Even before the outage, global markets had been set for a quiet day following the Thanksgiving holiday, with no major economic data scheduled and US equity markets closing early.

Traders said volumes were light after markets reopened.

“It’s about the best day of the year for it to happen — it’s pretty quiet,” said the chief executive of a big hedge fund. “But a very long outage for a key market utility and not much communication with [investors]. Someone must have left early for their Thanksgiving dinner.”

Friday’s disruption came on the final trading day of the month, when many options contracts will expire and traders typically shift their positions into new contracts.

Investors said earlier on Friday that the blackout was making banks reluctant to trade in other markets such as bonds, swaps and currencies on Friday morning, pushing up transaction costs. 

CME sold the 450,000 sq ft data centre in the suburbs outside Chicago to CyrusOne in 2016, in a $130mn sale and leaseback deal.
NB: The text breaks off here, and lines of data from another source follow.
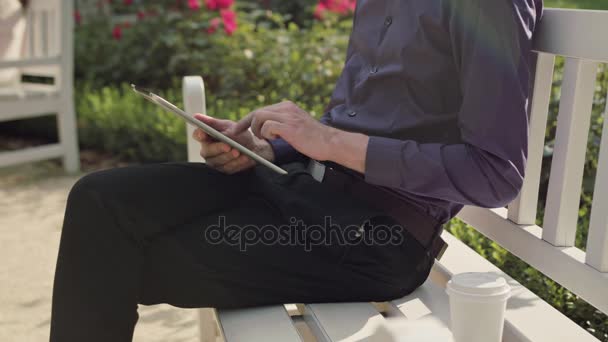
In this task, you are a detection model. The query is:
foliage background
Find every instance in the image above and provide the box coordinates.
[0,0,608,342]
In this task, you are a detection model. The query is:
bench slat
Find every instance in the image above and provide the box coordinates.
[509,53,555,224]
[543,58,598,247]
[534,8,608,62]
[304,303,384,342]
[391,279,450,329]
[586,92,608,272]
[218,305,302,342]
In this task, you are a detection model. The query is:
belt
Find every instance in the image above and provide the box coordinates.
[308,160,448,260]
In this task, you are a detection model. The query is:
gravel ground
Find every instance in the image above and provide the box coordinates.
[0,162,197,342]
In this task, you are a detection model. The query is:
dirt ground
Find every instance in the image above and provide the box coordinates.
[0,162,198,342]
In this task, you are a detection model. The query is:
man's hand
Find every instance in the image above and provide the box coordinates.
[193,114,274,174]
[232,101,336,161]
[230,101,369,173]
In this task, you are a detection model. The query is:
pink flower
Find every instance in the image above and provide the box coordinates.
[188,0,201,11]
[314,2,327,20]
[112,25,122,40]
[207,18,222,34]
[314,0,357,19]
[74,10,82,25]
[205,0,234,10]
[220,10,237,36]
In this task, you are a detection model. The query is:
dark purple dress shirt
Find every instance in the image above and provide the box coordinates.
[271,0,543,222]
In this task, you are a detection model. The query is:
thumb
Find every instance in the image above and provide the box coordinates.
[260,120,286,140]
[194,114,234,131]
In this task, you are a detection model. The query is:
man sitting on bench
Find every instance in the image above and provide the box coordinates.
[51,0,542,342]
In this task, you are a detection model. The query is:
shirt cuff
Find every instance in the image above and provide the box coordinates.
[365,136,403,188]
[268,138,306,165]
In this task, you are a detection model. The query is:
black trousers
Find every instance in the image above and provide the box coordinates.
[51,163,432,342]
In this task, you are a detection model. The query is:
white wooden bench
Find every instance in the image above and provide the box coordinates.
[0,0,79,172]
[184,9,608,342]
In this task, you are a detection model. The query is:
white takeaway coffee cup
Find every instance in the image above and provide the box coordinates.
[446,273,511,342]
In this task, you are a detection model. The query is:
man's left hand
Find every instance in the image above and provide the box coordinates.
[231,101,337,161]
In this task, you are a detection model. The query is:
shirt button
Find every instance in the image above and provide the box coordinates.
[384,17,393,27]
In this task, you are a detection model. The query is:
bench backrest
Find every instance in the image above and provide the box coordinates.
[462,9,608,313]
[0,0,74,87]
[24,0,61,58]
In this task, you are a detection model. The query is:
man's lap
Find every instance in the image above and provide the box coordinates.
[82,163,426,308]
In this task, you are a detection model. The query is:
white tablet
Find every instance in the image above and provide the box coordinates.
[131,84,287,175]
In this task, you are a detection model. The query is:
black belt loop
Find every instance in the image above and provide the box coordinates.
[311,161,448,260]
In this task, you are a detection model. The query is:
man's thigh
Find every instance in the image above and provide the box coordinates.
[79,163,251,240]
[140,192,418,308]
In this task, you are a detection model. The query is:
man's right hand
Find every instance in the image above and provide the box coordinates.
[193,114,274,174]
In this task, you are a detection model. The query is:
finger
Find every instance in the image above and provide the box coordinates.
[194,114,234,131]
[192,128,211,143]
[205,153,237,167]
[260,120,286,140]
[251,110,287,138]
[222,155,254,174]
[201,143,230,159]
[228,111,256,135]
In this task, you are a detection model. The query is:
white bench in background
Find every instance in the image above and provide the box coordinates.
[184,9,608,342]
[0,0,80,172]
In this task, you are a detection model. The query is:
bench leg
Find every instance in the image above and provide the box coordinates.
[57,101,80,173]
[198,308,219,342]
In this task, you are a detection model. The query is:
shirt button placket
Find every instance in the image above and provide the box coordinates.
[384,16,393,28]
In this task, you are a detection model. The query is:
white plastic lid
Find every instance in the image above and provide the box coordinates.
[447,272,511,296]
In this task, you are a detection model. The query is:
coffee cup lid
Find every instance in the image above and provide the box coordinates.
[448,272,511,296]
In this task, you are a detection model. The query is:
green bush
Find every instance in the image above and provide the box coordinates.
[76,84,186,162]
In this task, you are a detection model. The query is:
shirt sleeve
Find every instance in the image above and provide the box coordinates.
[365,0,536,208]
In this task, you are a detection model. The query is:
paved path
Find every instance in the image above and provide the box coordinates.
[0,164,197,342]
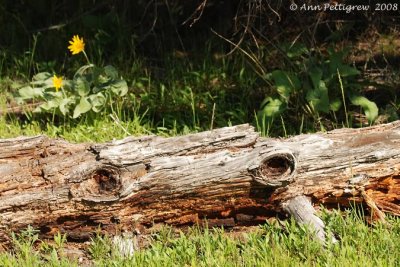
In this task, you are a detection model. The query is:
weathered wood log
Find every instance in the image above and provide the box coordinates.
[0,122,400,246]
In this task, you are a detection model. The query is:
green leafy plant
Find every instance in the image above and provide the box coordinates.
[17,36,128,118]
[257,44,378,129]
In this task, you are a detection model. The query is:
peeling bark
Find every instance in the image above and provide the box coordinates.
[0,122,400,246]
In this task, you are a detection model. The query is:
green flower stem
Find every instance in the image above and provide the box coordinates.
[82,50,92,65]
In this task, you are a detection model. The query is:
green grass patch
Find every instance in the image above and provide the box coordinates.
[0,211,400,266]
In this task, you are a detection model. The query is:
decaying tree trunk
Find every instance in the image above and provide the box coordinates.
[0,122,400,246]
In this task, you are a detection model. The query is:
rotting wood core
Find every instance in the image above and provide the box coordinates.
[0,122,400,246]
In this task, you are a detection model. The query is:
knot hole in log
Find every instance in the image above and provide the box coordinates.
[71,167,121,203]
[92,170,118,193]
[252,151,297,187]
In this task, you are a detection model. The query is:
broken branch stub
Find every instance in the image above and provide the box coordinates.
[0,122,400,245]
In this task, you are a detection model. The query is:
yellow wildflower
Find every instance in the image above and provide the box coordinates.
[68,35,85,55]
[53,75,62,92]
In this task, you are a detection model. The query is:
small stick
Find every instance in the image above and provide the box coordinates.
[282,195,337,245]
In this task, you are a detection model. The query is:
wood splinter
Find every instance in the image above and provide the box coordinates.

Unlike the giant new data centre projects that big tech groups are investing hundreds of billions of dollars in for artificial intelligence, the 109 megawatt facility is a more traditional data centre that relies on air conditioning to keep its giant ranks of servers at a stable temperature.

Based in Dallas, Texas, CyrusOne operates more than 55 data centres across the US, Europe and Asia. The company is owned by US private equity groups KKR and Global Infrastructure Partners.

CyrusOne said one of the facilities “experienced a chiller plant failure affecting multiple cooling units” on Thursday. The company’s engineers restarted some units and “deployed temporary cooling equipment to supplement our permanent systems”, it added.